Le moment arriverait.

Quand exactement, Jorj l’ignorait, mais c’était inéluctable.

Tout est allé plus vite que prévu, comme toujours dans le domaine des technologies modernes. Tout est allé trop vite. Personne n’a vraiment vu venir la faille qui a divisé l’humanité. Comme précédemment, nous n’avions pas vu venir ce basculement, dont l’avènement a été accéléré par la première épidémie mondiale. Ce basculement déjà irréversible, lorsque nous avons vraiment réalisé que les géants de la technologie avaient pris le contrôle sur nous. GAFAM, le Cerbère à cinq têtes avait étendu ses pouvoirs sur toute la planète.

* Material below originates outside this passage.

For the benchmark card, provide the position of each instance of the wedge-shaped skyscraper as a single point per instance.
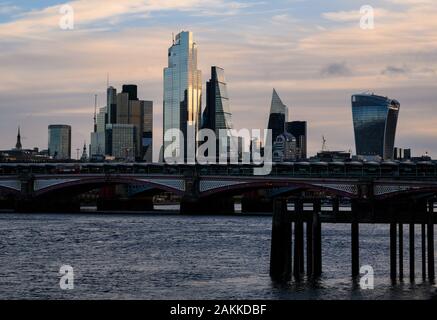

Google, Amazon, Facebook, Apple, Microsoft nous tiennent, tantôt par les crocs, tantôt le nez collé à nos fesses, comme un chien renifle un autre chien. Achats, centres d’intérêts, santé, profession, habitudes alimentaires, préférences politiques, loisirs, jeux, dépendances et faiblesses diverses, le Cerbère flaire, s’approprie et exploite chaque trace que nous laissons sur le web. C’est quand il s’est extraordinairement enrichi, alors que la majeure partie de la planète s’appauvrissait, c’est quand il a profité des lacunes de nos législations en pratiquant une censure autocratique des opinions sur les réseaux qu’il détient que nous avons pris conscience du phénomène. Il était trop tard. Trop tard pour revenir en arrière et amortir le coup. Trop tard pour faire autrement.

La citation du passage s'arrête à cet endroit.